I don’t remember when I Michael left my consciousness, but I wrote him off as an eccentric a la Howard Hughes. For his children, I felt grief; for his relatives, I felt contempt. For his die-hard fans, always a sense of wonder. How did they maintain such faith, such commitment? A school acquaintance had seen Michael multiple times, had a trophy case filled with mementoes which she showed off to me during a party, as if it was her own child. She and her sister ran the Canadian MJ fanclub. Even through the scandals, the skin dyes, the sensationalism, they never lost their faith. What was it –is it –about this man, this boy-child, moonwalking between the worlds of black, white, dance, disco, rock, pop, art, image and sound, that captures our heads and hearts?

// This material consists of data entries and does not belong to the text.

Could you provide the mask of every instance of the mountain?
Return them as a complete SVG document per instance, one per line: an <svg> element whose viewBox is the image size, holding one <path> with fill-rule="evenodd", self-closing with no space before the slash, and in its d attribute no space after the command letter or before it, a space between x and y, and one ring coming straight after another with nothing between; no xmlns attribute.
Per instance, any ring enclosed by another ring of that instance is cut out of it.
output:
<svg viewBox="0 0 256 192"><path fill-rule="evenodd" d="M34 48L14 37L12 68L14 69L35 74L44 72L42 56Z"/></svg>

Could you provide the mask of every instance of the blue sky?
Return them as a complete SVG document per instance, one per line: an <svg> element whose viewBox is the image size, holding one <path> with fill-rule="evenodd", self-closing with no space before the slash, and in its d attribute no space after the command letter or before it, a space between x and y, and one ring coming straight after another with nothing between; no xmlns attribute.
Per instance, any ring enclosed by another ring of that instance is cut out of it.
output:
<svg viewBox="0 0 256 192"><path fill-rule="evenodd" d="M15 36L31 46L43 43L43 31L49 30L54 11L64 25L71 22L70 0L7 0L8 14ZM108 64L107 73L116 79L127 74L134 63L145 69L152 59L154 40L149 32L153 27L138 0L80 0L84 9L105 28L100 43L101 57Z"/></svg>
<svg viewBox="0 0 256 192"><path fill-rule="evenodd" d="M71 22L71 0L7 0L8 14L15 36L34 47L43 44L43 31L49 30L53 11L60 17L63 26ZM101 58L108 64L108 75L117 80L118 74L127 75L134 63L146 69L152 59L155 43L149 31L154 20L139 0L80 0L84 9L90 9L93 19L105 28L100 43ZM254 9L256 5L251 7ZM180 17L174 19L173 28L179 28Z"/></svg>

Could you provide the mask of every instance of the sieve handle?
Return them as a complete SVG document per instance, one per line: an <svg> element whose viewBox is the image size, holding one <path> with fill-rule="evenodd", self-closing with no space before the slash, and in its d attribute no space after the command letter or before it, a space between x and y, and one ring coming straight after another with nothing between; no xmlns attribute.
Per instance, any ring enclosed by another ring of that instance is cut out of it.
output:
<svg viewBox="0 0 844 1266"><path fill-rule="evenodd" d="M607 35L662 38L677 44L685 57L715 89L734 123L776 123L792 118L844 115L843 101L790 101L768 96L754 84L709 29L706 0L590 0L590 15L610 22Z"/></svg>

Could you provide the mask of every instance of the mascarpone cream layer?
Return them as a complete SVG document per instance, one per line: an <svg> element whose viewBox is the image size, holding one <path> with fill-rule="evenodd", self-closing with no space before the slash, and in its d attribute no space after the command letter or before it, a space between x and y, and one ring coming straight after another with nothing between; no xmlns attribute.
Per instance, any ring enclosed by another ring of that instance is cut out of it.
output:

I’m still trying to work it out. But a piece of my past died today. And along with it, a piece of America and its past –a piece worth celebrating, remembering, and most of all, dancing to. Rumours or not, “Billie Jean” has the greatest bass line in the history of music. Thriller, killer, pumped up and maxed out with a pink bow tie, his beautiful black self commanding the world with a wiggle of the glove –that is the sound of America, the groove of a nation, the rallying call for every suburban kid who saved up to buy a copy of Thriller. Michael’s my generation’s man, and we’ll always remember him this way.